La película que costó 15.000 dólares, ganó casi 200 millones y aterrorizó hasta a Spielberg
En 1999, el género de terror vivió uno de sus grandes momentos en el cine. Fue el año en el que se estrenó El proyecto de la Bruja de Blair, una película de bajo presupuesto que popularizó el conocido found footage o metraje encontrado. El largometraje presentaba al espectador una serie de grabaciones realizadas por tres jóvenes que desaparecen, como si las imágenes hubieran sido encontradas después de la desaparición.
Este recurso, totalmente novedoso a finales de los 90, se convertiría en una de las fórmulas más reconocibles del cine de terror de las décadas posteriores. Quizá una de las que mejor supo explotar esta técnica narrativa fue la película que se estrenó en 2007 y fue escrita y dirigida por el cineasta Oren Peli.
Hablamos, como no podía ser de otra forma, de Paranormal Activity. La premisa de la película era bastante sencilla. Katie y Micah son una pareja joven que comienza a experimentar una serie de fenómenos extraños dentro de su propia casa. Para descubrir qué está ocurriendo, deciden instalar una cámara en el dormitorio y así poder grabar durante toda la noche.
Casi sin quererlo, Peli había encontrado la clave para el éxito, pues su película no necesitó grandes escenarios, criaturas ni elaborados efectos especiales para que el público experimentara el miedo desde su asiento. Una cámara fija, una habitación y la espera a que algo suceda fueron suficientes para mantener al espectador en tensión. Nadie se esperaba que aquel largometraje, aparentemente sencillo, fuera a convertirse en uno de los más rentables de toda la historia de Hollywood.
Un fenómeno global
Oren Peli, que hasta entonces no había dirigido un largometraje, decidió rodar la historia con medios mínimos y convirtió su propia casa en el escenario principal. Este asumió las funciones de director, guionista y productor, mientras que Katie Featherston y Micah Sloat fueron los encargados de interpretar a la pareja protagonista. No hizo falta mucha gente más para poner en pie el proyecto. La película nació así lejos de los grandes estudios de Hollywood, con un presupuesto de apenas 15.000 dólares.

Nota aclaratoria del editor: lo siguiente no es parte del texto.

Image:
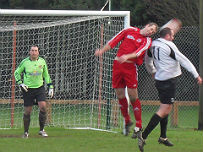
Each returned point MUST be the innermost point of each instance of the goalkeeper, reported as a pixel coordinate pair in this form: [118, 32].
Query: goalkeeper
[164, 61]
[34, 70]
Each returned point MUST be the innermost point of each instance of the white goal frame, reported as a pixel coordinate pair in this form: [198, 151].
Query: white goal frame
[19, 12]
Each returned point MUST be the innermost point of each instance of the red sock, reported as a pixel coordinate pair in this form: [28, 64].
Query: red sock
[137, 113]
[124, 109]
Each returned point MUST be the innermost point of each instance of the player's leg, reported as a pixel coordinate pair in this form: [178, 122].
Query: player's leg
[28, 103]
[26, 120]
[131, 83]
[119, 86]
[41, 99]
[163, 139]
[163, 111]
[120, 92]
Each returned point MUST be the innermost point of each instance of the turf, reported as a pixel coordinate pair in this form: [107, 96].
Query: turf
[72, 140]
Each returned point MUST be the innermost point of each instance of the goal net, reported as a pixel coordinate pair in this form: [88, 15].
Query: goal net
[83, 94]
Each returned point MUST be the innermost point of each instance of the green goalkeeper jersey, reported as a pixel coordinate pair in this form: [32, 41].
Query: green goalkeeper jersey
[34, 73]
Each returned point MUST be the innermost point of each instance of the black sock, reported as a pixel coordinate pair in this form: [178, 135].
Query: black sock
[42, 119]
[163, 124]
[26, 120]
[151, 125]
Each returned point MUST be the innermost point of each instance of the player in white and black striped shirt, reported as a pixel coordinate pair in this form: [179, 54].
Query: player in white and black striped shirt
[163, 61]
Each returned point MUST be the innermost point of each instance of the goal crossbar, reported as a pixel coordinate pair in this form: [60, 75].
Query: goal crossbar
[125, 14]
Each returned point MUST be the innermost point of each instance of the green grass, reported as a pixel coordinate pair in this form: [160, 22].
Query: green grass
[67, 140]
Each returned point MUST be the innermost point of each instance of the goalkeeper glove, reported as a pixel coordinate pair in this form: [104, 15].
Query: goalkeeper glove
[51, 92]
[23, 87]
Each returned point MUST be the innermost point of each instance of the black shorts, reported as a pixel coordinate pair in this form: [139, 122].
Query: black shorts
[33, 96]
[166, 90]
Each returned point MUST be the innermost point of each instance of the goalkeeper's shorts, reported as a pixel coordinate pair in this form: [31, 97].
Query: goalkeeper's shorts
[34, 95]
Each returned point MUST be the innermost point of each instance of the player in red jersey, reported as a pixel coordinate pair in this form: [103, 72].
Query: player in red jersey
[134, 43]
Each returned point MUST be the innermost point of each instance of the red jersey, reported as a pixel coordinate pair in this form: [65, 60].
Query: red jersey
[131, 41]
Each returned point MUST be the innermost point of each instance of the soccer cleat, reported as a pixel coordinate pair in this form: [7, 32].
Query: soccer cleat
[127, 128]
[141, 143]
[43, 133]
[165, 141]
[25, 135]
[137, 133]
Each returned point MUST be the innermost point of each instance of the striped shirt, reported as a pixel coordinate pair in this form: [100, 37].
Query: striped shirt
[164, 59]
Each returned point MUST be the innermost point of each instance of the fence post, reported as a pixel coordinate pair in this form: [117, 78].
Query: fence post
[200, 122]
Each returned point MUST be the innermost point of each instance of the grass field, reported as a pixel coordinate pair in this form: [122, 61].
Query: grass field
[68, 140]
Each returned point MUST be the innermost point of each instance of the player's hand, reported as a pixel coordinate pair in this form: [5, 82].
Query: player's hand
[23, 87]
[199, 80]
[122, 58]
[51, 92]
[98, 52]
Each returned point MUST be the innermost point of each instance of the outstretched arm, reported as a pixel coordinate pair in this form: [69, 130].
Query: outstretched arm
[99, 52]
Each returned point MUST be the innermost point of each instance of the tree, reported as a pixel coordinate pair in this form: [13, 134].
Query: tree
[162, 11]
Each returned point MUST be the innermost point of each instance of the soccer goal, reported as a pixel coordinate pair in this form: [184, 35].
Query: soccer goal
[83, 94]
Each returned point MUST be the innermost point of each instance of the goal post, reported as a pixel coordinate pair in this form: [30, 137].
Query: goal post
[67, 40]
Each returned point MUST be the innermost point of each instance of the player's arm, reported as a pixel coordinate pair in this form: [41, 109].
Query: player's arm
[149, 64]
[112, 43]
[139, 52]
[17, 75]
[185, 62]
[48, 81]
[99, 52]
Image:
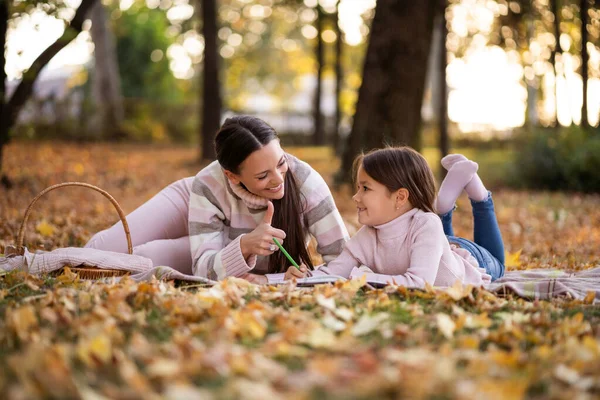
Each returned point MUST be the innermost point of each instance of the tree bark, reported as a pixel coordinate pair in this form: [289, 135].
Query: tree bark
[210, 102]
[583, 7]
[108, 101]
[4, 15]
[443, 101]
[391, 95]
[339, 79]
[555, 9]
[11, 108]
[319, 133]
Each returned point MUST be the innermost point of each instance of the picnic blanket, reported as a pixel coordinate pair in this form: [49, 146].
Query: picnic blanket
[141, 268]
[545, 284]
[534, 284]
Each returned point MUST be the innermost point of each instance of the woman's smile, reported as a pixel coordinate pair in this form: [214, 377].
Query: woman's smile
[276, 188]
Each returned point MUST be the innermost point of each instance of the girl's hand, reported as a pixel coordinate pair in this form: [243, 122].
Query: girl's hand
[255, 278]
[293, 272]
[260, 240]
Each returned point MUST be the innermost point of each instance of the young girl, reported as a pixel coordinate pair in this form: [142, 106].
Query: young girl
[222, 222]
[403, 240]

Esta se terminó en 2007 y comenzó entonces su recorrido por festivales antes de despertar el interés de Hollywood. Lo que había empezado como una producción independiente, rodada con recursos muy limitados, acabaría llegando a manos de Paramount Pictures. El estudio vio el potencial y puso en marcha una estrategia de distribución que terminaría convirtiendo aquella pequeña película de terror en un fenómeno internacional.
La cinta incluso llegó a la casa de Steven Spielberg, quien tiempo después contó que esta había conseguido aterrorizarlo, llegando a pensar que el DVD estaba “embrujado”. “El día después de verla se encontró con que la puerta de su habitación estaba cerrada por dentro... estando vacía. El cerrajero tampoco pudo abrirla y tuvo que acabar serrándola”, contó el propio Peli tiempo después.
Paranormal Activity terminó recaudando casi 200 millones de dólares en todo el mundo, convirtiéndose en uno de los mayores fenómenos del cine de terror.